The Houston hay venture typifies a growing trend in airport management: looking beyond traditional aviation-related sources to bolster finances.
After years of operating strictly as public agencies, airports across the USA are becoming more entrepreneurial. They're developing malls, office parks and golf courses. They are also pursuing agricultural projects, marketing consulting services and drilling for gas. In doing so, they're weaning themselves from over-reliance on the shaky finances of a struggling airline industry.
Also, they're improving their competitive positions against neighboring airports by keeping the costs low for airlines and retail tenants, and they're lowering borrowing costs by improving their bond ratings. Dallas/Fort Worth airport, for example, earlier this year trimmed 50 cents from its previous landing fee rate of $4.94 per 1,000 pounds of aircraft weight.
CEO Jeff Fegan says "a fair amount" of the cut was due to the revenue the airport has been able to raise from non-traditional sources.
In 2005, the airport generated $42 million of revenue from non-aviation activities that don't involve the typical airport revenue sources: concessions, retailers, parking and rental cars.
"Every major airport is motivated to drive (up) the revenue," Fegan says. "The cost is a factor for airlines in their choice of airports."
According to the Airports Council International-North America, U.S. commercial airports last year generated about $13 billion in operating revenue, more than half of it from landing fees and various services to airlines.
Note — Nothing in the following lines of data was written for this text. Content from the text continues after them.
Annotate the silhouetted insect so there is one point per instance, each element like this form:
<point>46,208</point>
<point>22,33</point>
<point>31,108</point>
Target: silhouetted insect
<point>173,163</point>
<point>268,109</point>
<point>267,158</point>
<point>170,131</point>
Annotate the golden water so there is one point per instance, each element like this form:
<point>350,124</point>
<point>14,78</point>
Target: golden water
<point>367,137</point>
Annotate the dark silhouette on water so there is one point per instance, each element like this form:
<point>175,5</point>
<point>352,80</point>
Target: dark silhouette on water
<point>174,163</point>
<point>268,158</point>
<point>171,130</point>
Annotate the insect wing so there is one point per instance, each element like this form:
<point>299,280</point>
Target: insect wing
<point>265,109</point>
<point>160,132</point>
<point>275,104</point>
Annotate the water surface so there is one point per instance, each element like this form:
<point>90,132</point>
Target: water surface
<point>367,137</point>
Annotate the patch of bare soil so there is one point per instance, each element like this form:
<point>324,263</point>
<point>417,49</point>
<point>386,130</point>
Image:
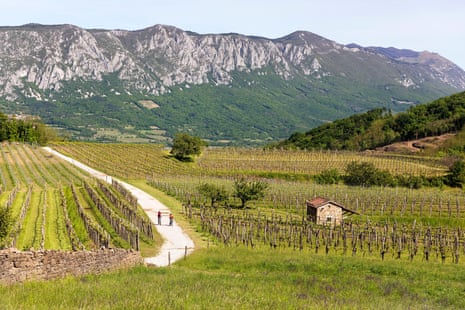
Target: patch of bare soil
<point>415,146</point>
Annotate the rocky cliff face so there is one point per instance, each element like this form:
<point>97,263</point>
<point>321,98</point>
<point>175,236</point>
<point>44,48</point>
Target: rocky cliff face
<point>36,59</point>
<point>237,89</point>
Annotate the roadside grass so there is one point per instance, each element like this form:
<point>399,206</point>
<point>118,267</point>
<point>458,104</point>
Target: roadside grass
<point>242,278</point>
<point>175,206</point>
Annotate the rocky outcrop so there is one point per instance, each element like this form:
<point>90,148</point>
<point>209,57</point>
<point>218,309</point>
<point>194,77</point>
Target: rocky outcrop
<point>35,60</point>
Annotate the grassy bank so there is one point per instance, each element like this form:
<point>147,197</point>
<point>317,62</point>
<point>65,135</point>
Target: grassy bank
<point>240,278</point>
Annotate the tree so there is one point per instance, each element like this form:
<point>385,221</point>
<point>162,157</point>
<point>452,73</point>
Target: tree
<point>5,223</point>
<point>215,193</point>
<point>249,190</point>
<point>456,175</point>
<point>185,145</point>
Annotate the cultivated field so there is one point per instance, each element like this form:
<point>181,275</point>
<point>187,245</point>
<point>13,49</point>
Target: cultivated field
<point>54,205</point>
<point>406,223</point>
<point>405,250</point>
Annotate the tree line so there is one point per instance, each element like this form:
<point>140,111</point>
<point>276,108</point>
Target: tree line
<point>379,127</point>
<point>28,130</point>
<point>366,174</point>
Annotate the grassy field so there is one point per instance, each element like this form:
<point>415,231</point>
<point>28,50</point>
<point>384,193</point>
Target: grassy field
<point>235,276</point>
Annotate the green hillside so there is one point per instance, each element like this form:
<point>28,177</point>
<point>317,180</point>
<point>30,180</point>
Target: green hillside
<point>254,110</point>
<point>379,127</point>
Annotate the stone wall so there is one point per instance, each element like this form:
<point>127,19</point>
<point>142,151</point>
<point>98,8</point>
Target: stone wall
<point>19,266</point>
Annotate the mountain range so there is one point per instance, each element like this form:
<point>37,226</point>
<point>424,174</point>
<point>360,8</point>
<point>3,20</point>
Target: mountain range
<point>146,85</point>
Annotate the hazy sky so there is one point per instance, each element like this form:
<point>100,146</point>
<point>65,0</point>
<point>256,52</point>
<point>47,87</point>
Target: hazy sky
<point>433,25</point>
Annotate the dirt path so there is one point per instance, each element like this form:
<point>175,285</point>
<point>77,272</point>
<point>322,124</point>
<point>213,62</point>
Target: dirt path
<point>176,242</point>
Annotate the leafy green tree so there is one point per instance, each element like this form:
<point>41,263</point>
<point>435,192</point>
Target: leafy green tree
<point>249,190</point>
<point>215,193</point>
<point>5,223</point>
<point>456,175</point>
<point>185,145</point>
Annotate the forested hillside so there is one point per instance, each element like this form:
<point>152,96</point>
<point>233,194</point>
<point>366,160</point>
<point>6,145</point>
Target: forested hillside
<point>380,127</point>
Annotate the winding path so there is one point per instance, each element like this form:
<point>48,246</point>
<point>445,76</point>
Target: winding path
<point>176,243</point>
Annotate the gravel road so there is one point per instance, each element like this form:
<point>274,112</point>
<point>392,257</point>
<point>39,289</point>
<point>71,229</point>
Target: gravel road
<point>176,243</point>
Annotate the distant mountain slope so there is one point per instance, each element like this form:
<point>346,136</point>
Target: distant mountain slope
<point>378,127</point>
<point>148,84</point>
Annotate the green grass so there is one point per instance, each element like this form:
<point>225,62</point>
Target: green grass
<point>240,278</point>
Parking fees as well as rent from retailers and car-rental agencies accounted for a substantial portion, too.
No one has calculated how much comes from non-traditional sources such as farming and real estate development, but Mary Rose Loney, a consultant and former director of Chicago O'Hare and Philadelphia International, says entrepreneurial projects are growing and are "here to stay."
Real estate development
Dallas/Fort Worth and Denver International, two of the USA's largest airports in terms of land holdings, are moving aggressively into energy production and real estate development.
DFW sits on the Barnett Shale, one of the largest natural gas fields in the USA. It recently signed with Oklahoma-based Chesapeake Energy to drill for natural gas. More than 9,000 acres of its land will be available for drilling, which will begin next year. Chesapeake will pay DFW $181 million and a royalty of 25% on gas produced.
DFW -- bigger than the island of Manhattan, with 18,000 acres -- has one of the most ambitious real estate development programs.
In 2001, DFW opened a 400-acre commercial park of warehouses. It generated $3.4 million in rent for the airport last year. Online retailer Amazon became a tenant last year. And DFW has two Hyatt hotels on its property, one of which it owns.